Magic is not learned from a college. Like jazz, blues and any non-formalized style of music, it’s acquired by observation. You steal it from your betters.
Let’s look at how mages come to be. He or she might come from any walk of life, but most mages are born slaves, peasants or in wandering communities of traders, thieves or actors. As I mentioned yesterday, mages are reviled in most places. Their magic is considered blasphemy by clerics, uncontrollable by kings and dangerous by normal folk. They are often persecuted and must hide their talents.
So how does one get on this road?
It starts with the First Spell, which has many names, but in game mechanics, it most resembles Read Magic. It is a short spell that can be understood by anyone, regardless of their native language.
In its verses are every sound of spoken magic and a thorough and unsettling explanation of the chaotic worldview that underlies all non-divine magic . Anyone speaking the entire spell can thenceforth read their native tongue and any written magic (provided they have recited the spell enough to commit it to memory so it comes off the tongue as easily as any cast spell). He or she is also immediately of chaotic alignment (this is obviously taken from LotFP Weird Fantasy). The meaning of the verse is not kind knowledge and some who do memorize it and speak aloud its secret go mad, never to learn a second spell.
Anyone who hears the spell often enough is bound to learn it eventually. A mages’ lover, spouse, child or even close neighbor will hear it under her breath as she performs almost any activity (this is similar to the way Tibetans repeat mantras in everyday life). If you pester a mage as he sits in a pub, disturbing his peace, he might grab you by the collar and shout the words in your face until you piss off. You might pick up the entire spell by accident. Some mages will teach it to those they feel the petitioner would fit in well with the community or who have money, food or other service to offer. Many mages fall into magic because they have no other prospects, no land to farm and no skills.
Once one has said the spell, he or she is forever a mage and is overcome by a desperate need to learn more spells. This stage is most like an addiction. New spellcasters have been known to spend their last penny or sign into service for a year or more for a simple spell or two (an experienced mage would teach nothing dangerous to a novice). This is as close to a master/apprentice relationship as you are likely to find and it does not always end happily. After the first few levels, the mage is able to calm down and the need is more of an intense desire or life goal than a desperate need.
In the mage community, wealth has a tendency to travel quickly to the top, where mages with large spell books are able to charge fortunes from the less-skilled.
There are magic users who actually research, but they are very rare. It is difficult to conduct experiments from a mule-drawn wagon and there are many costs and dangers associated with settling down.

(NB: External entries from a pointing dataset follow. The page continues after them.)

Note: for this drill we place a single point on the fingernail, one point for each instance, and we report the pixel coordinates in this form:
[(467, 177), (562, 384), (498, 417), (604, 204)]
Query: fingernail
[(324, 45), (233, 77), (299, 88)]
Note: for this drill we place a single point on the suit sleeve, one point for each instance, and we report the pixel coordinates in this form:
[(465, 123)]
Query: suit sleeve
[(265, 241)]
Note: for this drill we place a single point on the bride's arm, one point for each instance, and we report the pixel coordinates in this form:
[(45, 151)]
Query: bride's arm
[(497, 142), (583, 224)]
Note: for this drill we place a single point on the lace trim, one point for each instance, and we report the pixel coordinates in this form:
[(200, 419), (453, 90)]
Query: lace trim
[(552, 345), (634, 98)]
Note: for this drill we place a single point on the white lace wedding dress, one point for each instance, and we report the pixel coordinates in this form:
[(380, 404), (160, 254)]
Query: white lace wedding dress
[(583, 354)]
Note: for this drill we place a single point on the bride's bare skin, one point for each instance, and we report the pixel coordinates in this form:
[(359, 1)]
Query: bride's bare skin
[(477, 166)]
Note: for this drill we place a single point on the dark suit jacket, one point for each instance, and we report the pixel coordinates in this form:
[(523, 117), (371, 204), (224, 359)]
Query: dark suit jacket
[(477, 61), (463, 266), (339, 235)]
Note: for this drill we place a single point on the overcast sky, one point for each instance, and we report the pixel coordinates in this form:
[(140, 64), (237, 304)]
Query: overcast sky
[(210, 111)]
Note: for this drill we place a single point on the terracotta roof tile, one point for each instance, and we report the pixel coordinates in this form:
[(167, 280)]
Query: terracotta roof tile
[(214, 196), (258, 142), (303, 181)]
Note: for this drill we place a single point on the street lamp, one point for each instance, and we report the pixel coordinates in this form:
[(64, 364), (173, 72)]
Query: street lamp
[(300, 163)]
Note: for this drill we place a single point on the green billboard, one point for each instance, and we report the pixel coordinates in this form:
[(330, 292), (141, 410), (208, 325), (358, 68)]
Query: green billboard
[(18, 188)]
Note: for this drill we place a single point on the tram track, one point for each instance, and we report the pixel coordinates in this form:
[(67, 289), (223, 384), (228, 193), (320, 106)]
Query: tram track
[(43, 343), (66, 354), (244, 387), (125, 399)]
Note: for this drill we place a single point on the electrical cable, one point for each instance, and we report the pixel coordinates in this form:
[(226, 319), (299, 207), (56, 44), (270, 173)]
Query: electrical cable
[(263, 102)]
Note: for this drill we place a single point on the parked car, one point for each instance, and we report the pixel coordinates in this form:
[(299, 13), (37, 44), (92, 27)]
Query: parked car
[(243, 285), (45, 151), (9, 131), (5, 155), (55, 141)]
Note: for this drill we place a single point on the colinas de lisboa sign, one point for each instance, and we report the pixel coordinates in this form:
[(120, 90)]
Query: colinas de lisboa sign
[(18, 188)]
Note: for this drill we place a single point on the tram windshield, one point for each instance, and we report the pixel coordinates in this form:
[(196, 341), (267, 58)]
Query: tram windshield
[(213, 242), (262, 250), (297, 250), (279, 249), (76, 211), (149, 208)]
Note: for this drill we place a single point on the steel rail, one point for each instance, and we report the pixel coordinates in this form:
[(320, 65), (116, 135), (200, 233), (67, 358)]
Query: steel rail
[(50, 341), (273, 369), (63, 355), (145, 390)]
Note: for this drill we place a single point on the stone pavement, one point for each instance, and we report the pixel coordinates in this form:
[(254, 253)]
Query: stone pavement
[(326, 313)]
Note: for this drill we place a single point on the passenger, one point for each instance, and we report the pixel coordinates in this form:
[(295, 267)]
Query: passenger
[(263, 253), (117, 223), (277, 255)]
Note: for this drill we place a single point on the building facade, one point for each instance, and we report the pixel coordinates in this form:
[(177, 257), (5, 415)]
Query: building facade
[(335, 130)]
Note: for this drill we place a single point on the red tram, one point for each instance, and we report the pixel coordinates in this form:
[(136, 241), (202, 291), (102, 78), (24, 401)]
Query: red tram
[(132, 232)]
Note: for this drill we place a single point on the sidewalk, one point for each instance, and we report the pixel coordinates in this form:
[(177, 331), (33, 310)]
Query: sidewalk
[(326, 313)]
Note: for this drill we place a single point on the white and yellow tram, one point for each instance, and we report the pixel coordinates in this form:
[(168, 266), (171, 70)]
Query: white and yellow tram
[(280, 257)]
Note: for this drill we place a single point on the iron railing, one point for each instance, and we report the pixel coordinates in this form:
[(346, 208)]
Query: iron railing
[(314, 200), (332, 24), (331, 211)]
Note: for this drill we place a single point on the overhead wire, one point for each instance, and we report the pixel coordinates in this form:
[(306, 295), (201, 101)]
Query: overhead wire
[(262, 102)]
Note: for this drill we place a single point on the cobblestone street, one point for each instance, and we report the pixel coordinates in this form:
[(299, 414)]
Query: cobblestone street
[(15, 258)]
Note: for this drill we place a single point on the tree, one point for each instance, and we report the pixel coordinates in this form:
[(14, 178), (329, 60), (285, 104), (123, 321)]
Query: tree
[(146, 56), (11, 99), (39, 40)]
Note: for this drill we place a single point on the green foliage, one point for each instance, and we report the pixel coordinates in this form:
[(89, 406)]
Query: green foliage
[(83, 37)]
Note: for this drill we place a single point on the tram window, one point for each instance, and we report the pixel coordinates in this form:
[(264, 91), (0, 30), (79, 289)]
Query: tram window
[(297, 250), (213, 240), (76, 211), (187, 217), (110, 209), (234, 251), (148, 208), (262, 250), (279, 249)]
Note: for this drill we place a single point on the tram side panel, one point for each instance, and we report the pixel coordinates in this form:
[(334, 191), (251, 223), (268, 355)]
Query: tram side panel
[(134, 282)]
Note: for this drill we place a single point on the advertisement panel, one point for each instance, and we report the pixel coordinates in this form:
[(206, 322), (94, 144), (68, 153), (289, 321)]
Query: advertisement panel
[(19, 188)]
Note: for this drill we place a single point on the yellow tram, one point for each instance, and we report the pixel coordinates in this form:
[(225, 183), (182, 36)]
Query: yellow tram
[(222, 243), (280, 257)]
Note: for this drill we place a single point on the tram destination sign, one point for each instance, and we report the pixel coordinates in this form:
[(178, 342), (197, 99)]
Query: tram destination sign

The few labs there are can be found in remote towers or underground caves. Besides, most mages would tell you that researching magic is a waste of time. Magic’s secrets are long lost and the errant fools who would re-invent it would be better off searching the world for long lost spell books than blowing themselves up in labs. Spells are usually named after their discoverer, not the author (if even a name is known).
One dirty secret the elves don’t like to talk about: Many assume that arcane magic came from the elves. Some mages even hunt or extort elves to get more spells. A select few know that elven magic of old was far more powerful than anything any human mage has cast. The elves are actually very capable casters of human magic, magic they have learned from vagabonds and con-men.
I’m going to cook u a few backstories to serve as examples, but I think you are all bright enough to come up with your own scenarios.